Düzenin kurucusu ve işleticisi konumundakiler açısından da durum pek parlak sayılmaz. Daralan marjlar, artan istikrarsızlık ve hep daha fazlasını kazanmaya mahkum bir sistemin çarkları arasına sıkışmış ‘Merkez’, düzenin devamı için gereken fedakarlığı göstermekten kaçınıyor. Bu gidişin bir patlamaya yol açmasının veya dünya düzeninin giderek sıklaşan krizlerin girdabına gark olmasının kaçınılmaz olduğunu gördükçe de uzlaşmak yerine saldırganlaşmayı tercih ediyor.

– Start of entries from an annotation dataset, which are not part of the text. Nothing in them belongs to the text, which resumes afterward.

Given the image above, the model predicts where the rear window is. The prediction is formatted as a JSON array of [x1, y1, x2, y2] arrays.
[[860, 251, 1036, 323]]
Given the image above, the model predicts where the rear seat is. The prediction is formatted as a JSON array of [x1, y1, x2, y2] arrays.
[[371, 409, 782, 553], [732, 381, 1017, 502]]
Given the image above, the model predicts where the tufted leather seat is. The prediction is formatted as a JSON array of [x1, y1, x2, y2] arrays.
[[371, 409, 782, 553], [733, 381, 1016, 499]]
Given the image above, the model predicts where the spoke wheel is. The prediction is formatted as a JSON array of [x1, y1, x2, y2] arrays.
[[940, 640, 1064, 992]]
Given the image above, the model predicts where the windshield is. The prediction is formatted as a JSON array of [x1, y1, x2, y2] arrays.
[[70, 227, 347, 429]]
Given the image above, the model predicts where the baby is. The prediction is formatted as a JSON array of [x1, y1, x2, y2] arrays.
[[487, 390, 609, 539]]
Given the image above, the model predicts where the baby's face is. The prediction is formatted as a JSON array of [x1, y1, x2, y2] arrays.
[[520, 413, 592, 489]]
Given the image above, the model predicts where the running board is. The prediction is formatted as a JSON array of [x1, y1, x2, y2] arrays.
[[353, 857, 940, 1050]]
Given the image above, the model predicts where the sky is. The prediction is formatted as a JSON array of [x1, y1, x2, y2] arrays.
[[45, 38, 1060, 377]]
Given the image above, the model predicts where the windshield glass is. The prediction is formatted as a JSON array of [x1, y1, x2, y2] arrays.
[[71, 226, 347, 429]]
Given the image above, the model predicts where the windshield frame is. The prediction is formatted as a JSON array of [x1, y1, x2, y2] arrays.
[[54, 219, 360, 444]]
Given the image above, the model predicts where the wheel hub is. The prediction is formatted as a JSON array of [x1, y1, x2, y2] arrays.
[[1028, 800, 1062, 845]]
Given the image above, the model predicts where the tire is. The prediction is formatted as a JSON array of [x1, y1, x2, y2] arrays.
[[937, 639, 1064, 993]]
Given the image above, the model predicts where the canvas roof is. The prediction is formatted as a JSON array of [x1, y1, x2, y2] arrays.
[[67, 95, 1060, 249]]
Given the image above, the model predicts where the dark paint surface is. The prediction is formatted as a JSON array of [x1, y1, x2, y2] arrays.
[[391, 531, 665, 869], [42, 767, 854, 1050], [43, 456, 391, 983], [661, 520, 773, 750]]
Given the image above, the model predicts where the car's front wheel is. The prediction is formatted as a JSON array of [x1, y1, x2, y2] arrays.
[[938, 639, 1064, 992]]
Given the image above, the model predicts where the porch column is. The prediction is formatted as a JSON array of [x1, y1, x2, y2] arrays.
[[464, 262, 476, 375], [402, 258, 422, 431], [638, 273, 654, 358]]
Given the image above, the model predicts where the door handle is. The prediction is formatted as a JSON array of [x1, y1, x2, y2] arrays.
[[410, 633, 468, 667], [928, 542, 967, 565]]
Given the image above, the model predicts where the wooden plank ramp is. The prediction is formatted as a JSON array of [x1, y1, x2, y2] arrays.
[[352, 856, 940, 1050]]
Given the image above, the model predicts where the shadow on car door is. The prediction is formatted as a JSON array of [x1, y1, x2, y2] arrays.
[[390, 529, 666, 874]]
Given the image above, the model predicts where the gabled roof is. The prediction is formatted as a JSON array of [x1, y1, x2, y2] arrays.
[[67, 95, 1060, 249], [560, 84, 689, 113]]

Çözüm yeniden değerlere dayanan, adil, ahlakî ve insanî bir düzenin inşası. Geçmişinde hem ahlakî hem gerçekçi, değer eksenli ama hukukun şekillendirdiği, bundan dolayı da farklılıkları bünyesinde barındırmayı başarmış bir düzeni gerçekleştirmiş olan Türkiye, bu inşada etkin bir yer alabilir.